Explosões foram registradas em Caracas durante a madrugada, segundo agências internacionais.


Por Redação Mantaro | 03/01/2026 • 10h12

Nicolás Maduro é capturado por forças dos EUA
Trump divulga imagem de Nicolás Maduro a bordo do USS Iwo Jima - Foto: Redes Sociais

Caracas (VE) — O presidente dos Estados Unidos, Donald Trump, confirmou neste sábado (2) que as forças armadas americanas realizaram um “ataque em larga escala” na Venezuela durante a madrugada e capturaram o presidente venezuelano Nicolás Maduro e sua esposa, Cilia Flores. A declaração foi feita por Trump em publicação na rede Truth Social.


Segundo o presidente americano, a operação foi bem-sucedida e resultou na prisão do casal, que teria sido retirado do território venezuelano. Trump informou ainda que uma coletiva de imprensa está marcada para as 11h, em Mar-a-Lago, na Flórida (EUA), para apresentar mais detalhes sobre a ação militar.


De acordo com a agência Associated Press, pelo menos sete explosões foram ouvidas na capital Caracas (VE) durante a madrugada. Moradores também relataram a presença de aeronaves voando em baixa altitude por volta das 2h, no horário local.

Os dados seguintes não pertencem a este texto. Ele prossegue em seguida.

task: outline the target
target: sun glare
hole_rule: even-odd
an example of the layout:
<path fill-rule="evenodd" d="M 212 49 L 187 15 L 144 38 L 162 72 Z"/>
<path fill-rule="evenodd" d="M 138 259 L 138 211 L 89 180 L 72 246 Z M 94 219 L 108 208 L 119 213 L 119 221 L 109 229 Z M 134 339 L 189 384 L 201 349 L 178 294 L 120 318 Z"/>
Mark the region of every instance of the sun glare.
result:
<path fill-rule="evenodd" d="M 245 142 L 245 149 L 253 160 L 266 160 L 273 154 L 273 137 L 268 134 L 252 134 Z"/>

Em comunicado oficial, o governo da Venezuela informou que localidades civis e militares de Caracas, além de áreas dos estados de Miranda, Aragua e La Guaira, foram atingidas pelos ataques. Até o momento, as autoridades venezuelanas não confirmaram oficialmente a captura de Maduro nem informaram sobre possíveis vítimas.

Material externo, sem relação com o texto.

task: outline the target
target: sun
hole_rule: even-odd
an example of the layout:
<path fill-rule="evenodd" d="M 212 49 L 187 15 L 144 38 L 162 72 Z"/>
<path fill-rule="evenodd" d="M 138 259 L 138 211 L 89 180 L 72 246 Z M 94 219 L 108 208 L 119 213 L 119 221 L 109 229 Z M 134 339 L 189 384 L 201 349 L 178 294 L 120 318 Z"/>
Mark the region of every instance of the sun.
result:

Autoridades dos Estados Unidos afirmaram que a operação faz parte de ações contra o narcotráfico internacional. Nas últimas semanas, forças americanas já haviam realizado ataques contra embarcações suspeitas de envolvimento com o tráfico de drogas no Mar do Caribe e no Pacífico Oriental. No final de dezembro, a CIA também conduziu uma ofensiva contra uma área portuária na Venezuela, apontada como ponto de escoamento de entorpecentes.


Após o anúncio da operação, o vice-presidente da Venezuela declarou que o governo exige provas de que Nicolás Maduro está vivo. A declaração aumentou a tensão política no país e levantou questionamentos sobre o paradeiro do chefe de Estado.


Nos Estados Unidos, o senador Mike Lee, do Partido Republicano (Utah), afirmou que conversou com o secretário de Estado, Marco Rubio, que teria explicado que a ação militar visava proteger agentes americanos que cumpriam um mandado de prisão contra Maduro. Segundo o parlamentar, Rubio afirmou que o presidente venezuelano deverá ser julgado em solo americano.


A procuradora-geral dos EUA, Pam Bondi, declarou que Maduro e sua esposa enfrentarão processos judiciais nos Estados Unidos. Segundo o Departamento de Justiça, o líder venezuelano foi indiciado em 2020 por acusações de narcoterrorismo, conspiração para importação de cocaína e posse de armas de uso restrito.


Até a última atualização desta reportagem, não havia confirmação independente por parte de organismos internacionais sobre a captura de Nicolás Maduro. A situação segue em desenvolvimento, enquanto governos e entidades internacionais acompanham os desdobramentos da operação anunciada pelos Estados Unidos.